Eventually, two massive buffalo bulls slowly approached the waterhole – serenely grazing on the grass as they ambled along. We believed that we were in for a treat. Would the buffalo get angry and chase the hyenas away from their waterhole, or would the hyenas recognise the opportunity of lunch coming to them?
The buffalo gave no indication that they were aware of the sleeping predators.
Would five hyenas be able to take down one of the two old males? Or would the buffalo protect each other and present a unified force?
On the other hand, the hyenas looked stuffed. Although we couldn’t see any kill in the vicinity, their distended bellies indicated that they had eaten quite recently.
As so often happens while watching animals in their environment – neither of the above happened. The hyenas looked up and the buffalo calmly proceeded to the water and drank their fill. They ignored each other and one could scarcely believe that the two mortal enemies did not even pay any attention to each other even though they were barely a few metres apart.
I have never been privileged to see a brown hyena at Addo, although I have seen several videos made by other people visiting the Park.

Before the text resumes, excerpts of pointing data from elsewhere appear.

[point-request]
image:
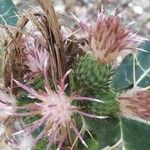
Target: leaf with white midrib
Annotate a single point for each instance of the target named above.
(122, 133)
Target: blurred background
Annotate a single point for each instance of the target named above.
(132, 11)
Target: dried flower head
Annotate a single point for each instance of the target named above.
(7, 105)
(57, 112)
(135, 103)
(108, 39)
(36, 53)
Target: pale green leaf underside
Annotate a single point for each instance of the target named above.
(121, 133)
(134, 70)
(134, 135)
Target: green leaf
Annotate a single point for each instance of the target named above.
(106, 130)
(8, 12)
(130, 73)
(122, 133)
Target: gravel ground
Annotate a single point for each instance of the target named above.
(136, 11)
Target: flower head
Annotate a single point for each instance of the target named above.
(135, 103)
(36, 53)
(108, 39)
(57, 112)
(7, 105)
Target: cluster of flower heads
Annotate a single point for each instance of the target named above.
(107, 39)
(54, 107)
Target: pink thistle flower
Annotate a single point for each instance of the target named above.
(108, 39)
(135, 103)
(57, 112)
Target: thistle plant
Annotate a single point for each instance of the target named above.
(61, 93)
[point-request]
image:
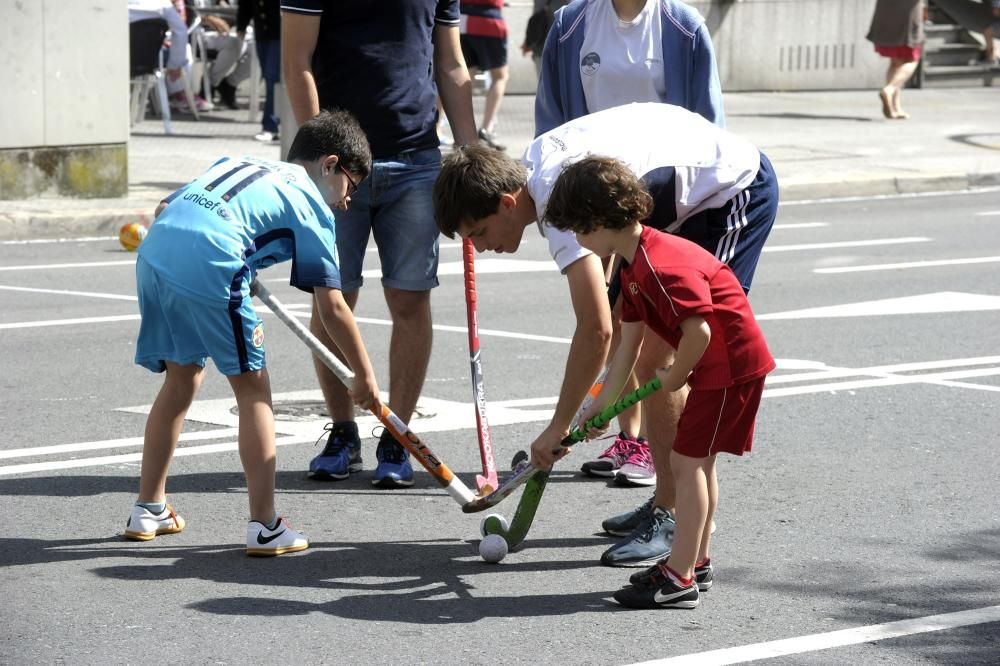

The only time I have personally seen a brown hyena was in the Kgalagadi Transfrontier Park (then it was called the Kalahari Gemsbok Park) more than a quarter of a century ago – and then it was only possible with powerful binoculars.
Hyenas live in clans and are known to have a strict hierarchy and a caring structure for their young ones. They are good to each other, share food and work cooperatively, but they can also be extremely savage with each other in social conflict. I have seen several videos of hyenas brutally attacking each other, ripping ears off or injuring an animal so that it cannot walk properly.
So to sum it up: hyenas are not pretty but they are intelligent, they support clan life, but can also be very cruel.
I will write more about hyenas after I have read a book by two of the most knowledgeable experts - Gus and Margie Mills, who wrote Hyena Nights and Kalahari Days.